Segmentation of tables from images
This package assumes that you are working with images of tables that have clearly visible rules (the lines that divide the table into cells).
To fully utilize the automated workflow, your tables should include a recognizable header. This header will be used to identify the position of the first cell in the input image and determine the expected widths of the table's cells.
For optimal segmentation, ensure that the tables are rotated so the borders are approximately vertical and horizontal. Minor page warping is acceptable.
pip install taulu
uv add taulu
git clone https://github.com/GhentCDH/taulu.git
cd taulu/examples
bash run.bash
During this example, you will need to annotate the header image. You do this by simply clicking twice per line, once for each endpoint. It does not matter in which order you annotate the lines. Example:
Below is an example of table cell identification using the Taulu
package:
This package is structured in a modular way, with several components that work together.
The algorithm identifies the header's location in the input image, which provides a starting point.

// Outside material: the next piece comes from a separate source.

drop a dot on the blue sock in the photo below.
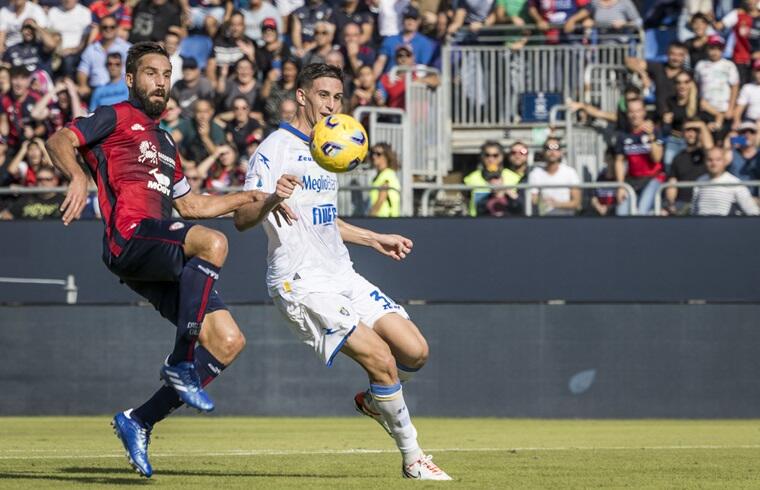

From there, it scans the image to find intersections of the rules (borders) and segments the image into cells accordingly.
The output is a TableGrid
object that contains the detected intersections, enabling you to segment the image into rows, columns, and cells.
Here is a visualization of the workflow and the components:
flowchart LR
h(header.png) --> A[HeaderAligner]
t(table.png) --> C[PageCropper]
j(header.json) --> T[HeaderTemplate]
C --> F[GridDetector]
A --> H((h))
C --> H
T --> S((s))
H --> S
F --> R
S --> R(result)
T --> R
The components are:
HeaderAligner
: Uses template matching to identify the header's location in the input images.PageCropper
: An optional component that crops the image to a region containing a given color. This is useful if your image contains a lot of background, but can be skipped if the table occupies most of the image. Only works if your table has a distinct color from the background.HeaderTemplate
: Stores table template information by reading an annotation JSON file. You can create this file by runningHeaderTemplate.annotate_image
on a cropped image of your table’s header.GridDetector
: Processes the image to identify intersections of horizontal and vertical lines (borders).h
: A transformation matrix that maps points from the header template to the input image.s
: The starting point of the segmentation algorithm (typically the top-left intersection, just below the header).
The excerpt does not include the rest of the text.